I’ve spent so much of my life having to focus on becoming independent and it backfired. I spent all nighters working on the disability dictionary, and I exhausted myself running around like crazy so that I then fell asleep with the lights on, and I would freak out and have near panic attacks unnecessarily, because I have this overwhelming need to do everything myself. As I said before, it seems strange to me that people think more of me when I seek/accept help then when I don’t.

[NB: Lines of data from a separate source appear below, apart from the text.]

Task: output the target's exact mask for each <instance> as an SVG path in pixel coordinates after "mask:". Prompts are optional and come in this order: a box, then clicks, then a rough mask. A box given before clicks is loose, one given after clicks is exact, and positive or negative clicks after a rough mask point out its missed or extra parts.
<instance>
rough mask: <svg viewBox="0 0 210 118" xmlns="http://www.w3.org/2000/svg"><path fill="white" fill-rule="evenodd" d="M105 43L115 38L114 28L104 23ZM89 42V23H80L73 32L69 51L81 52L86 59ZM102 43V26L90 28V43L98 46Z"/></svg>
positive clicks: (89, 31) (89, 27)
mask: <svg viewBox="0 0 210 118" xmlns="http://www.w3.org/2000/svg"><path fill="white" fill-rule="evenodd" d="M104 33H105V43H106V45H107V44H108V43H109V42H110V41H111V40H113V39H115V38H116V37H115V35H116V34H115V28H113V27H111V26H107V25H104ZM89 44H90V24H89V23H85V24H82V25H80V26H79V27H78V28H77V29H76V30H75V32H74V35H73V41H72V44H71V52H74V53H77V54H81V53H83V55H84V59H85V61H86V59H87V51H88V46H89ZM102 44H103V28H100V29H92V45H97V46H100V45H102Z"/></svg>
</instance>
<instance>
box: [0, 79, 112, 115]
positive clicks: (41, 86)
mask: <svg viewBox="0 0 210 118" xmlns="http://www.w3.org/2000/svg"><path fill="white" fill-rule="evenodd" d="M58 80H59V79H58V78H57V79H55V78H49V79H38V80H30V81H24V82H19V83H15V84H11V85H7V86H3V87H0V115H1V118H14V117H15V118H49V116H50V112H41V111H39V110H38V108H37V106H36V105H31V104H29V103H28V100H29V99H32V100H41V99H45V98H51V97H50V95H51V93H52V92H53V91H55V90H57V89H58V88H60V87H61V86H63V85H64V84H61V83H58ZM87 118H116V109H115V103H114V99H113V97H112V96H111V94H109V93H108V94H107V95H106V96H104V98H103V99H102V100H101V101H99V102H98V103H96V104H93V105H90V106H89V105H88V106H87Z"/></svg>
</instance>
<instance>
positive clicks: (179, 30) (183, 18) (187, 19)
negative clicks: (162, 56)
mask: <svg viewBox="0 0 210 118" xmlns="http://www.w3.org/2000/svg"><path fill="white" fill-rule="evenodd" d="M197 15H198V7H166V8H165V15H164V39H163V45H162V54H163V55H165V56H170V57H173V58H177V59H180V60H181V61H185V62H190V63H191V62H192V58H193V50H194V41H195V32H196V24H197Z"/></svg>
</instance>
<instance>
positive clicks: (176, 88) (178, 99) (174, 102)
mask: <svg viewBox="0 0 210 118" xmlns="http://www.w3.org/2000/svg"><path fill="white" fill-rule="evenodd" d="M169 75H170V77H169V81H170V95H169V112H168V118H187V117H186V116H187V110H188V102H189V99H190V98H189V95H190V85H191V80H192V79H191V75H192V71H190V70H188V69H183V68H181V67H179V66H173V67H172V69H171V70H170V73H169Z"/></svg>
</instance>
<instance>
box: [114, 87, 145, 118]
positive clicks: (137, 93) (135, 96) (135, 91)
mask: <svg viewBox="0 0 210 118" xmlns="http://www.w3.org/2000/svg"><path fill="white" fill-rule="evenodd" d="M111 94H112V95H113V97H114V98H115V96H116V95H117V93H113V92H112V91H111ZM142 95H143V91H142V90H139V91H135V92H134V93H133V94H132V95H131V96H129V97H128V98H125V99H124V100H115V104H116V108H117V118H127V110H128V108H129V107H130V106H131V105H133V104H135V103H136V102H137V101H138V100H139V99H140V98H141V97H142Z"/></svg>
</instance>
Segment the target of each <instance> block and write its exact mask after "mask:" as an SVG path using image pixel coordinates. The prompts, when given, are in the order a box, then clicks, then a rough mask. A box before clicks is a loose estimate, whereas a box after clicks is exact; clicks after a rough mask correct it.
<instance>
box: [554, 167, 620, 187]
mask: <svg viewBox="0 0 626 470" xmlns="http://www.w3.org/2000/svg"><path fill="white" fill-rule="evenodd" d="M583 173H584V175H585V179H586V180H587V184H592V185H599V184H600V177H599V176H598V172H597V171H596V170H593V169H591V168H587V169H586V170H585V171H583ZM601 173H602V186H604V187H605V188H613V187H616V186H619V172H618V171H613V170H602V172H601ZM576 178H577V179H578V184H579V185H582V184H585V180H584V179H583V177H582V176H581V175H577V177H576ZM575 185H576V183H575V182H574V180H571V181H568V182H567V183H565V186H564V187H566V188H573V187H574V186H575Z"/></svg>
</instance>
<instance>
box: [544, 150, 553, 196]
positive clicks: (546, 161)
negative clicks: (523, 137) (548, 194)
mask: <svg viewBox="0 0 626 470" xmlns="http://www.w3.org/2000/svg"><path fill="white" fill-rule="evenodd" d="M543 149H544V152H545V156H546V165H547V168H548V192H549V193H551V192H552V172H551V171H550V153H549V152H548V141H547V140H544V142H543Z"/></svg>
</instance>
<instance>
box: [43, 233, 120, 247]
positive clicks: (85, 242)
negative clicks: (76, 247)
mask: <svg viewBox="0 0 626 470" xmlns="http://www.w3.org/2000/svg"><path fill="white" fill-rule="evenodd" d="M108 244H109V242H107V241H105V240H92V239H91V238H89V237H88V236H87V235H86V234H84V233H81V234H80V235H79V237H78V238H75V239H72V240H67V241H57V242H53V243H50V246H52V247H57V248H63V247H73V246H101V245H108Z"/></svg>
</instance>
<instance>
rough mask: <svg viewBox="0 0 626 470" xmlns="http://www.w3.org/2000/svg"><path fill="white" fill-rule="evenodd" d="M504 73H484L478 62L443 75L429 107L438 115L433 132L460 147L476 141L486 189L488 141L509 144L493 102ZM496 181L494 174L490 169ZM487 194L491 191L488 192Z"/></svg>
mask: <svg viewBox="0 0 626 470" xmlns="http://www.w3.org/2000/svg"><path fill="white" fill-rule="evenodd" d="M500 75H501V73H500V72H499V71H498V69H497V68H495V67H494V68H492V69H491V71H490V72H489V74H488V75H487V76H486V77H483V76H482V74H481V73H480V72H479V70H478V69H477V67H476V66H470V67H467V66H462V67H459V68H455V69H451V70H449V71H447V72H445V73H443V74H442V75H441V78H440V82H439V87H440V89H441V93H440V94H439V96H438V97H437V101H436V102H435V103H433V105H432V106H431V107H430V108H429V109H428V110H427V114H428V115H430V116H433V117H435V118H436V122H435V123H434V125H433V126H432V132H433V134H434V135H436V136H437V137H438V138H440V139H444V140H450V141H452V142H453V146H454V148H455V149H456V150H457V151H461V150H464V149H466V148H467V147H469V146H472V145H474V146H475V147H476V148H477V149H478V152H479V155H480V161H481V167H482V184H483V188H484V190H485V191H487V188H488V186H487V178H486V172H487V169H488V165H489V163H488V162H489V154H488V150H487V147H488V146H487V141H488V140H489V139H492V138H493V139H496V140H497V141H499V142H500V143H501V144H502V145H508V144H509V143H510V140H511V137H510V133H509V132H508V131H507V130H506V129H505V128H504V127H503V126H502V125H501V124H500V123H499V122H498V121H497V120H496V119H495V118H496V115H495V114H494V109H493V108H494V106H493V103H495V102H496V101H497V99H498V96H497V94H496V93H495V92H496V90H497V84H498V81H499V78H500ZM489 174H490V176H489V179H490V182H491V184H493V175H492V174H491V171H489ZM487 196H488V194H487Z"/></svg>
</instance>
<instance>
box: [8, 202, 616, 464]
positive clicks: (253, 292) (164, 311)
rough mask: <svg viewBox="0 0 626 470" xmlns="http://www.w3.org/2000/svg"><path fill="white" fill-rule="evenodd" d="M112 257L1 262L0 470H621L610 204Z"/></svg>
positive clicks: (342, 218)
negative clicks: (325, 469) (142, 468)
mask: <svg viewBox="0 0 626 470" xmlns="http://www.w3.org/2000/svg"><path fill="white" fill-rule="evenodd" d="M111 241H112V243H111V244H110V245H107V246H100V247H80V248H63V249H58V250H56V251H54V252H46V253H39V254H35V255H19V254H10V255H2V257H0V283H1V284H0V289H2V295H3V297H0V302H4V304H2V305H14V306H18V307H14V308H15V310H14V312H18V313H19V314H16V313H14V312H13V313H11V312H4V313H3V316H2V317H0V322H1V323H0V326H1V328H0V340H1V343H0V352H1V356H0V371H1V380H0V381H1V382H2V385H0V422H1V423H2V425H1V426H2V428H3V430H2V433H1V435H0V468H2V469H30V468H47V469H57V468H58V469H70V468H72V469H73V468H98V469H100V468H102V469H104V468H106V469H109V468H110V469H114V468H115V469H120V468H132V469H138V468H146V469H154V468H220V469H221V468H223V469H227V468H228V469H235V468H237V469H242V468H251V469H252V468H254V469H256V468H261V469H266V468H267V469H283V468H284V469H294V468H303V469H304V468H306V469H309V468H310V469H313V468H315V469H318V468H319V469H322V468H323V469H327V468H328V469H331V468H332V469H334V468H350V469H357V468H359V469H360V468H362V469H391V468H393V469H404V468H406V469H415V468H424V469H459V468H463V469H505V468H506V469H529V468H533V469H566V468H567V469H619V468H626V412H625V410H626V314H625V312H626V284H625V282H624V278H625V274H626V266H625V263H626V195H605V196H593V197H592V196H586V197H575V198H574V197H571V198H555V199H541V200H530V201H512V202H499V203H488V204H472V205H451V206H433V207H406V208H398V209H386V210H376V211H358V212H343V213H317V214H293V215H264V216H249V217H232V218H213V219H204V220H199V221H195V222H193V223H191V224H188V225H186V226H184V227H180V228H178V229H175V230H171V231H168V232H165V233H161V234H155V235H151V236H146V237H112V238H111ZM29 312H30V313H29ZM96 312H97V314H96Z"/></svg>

What else have I learned about myself? I’ve learned that I have real talent. Most of the time I haven’t thought very highly of myself. I have good reason not to. I will have taken six classes over again in order to graduate, and that’s not even counting all the classes freshman year I didn’t get grades for because it was decided that it was best for me to cut my losses and leave. When my parents were divorcing my mom went to court and convinced a judge that I was too disabled to work because I had no employable skills. She got me legally declared an adult dependent child because SSI is not as much money as child support is. I fully understand why she did it and I’d tell her to do it again— I’m an expensive person—but I never thought I believed any of it. It was just a ploy to screw my dad out of as much money as possible. But I think to some degree, even after the workshop, I really believe it. Basically what I’m saying is that on the one hand I’ve come really far towards having my life completely together, but on the other hand I’m still stuck in some of the same spots that I was in when I started. On some level a small part of me believes I really am incapable of holding a job. This doesn’t add up. I can no longer deny that I have somewhat incredible skills. How many people twice my age could have pulled off what I pulled off with so little resources? What I haven’t figured out yet is how to reliably harness those skills into any sort of a predictable outcome. My life has been like a game of Russian roulette. Sometimes I get lucky, and sometimes I don’t. I need to make sure that changes.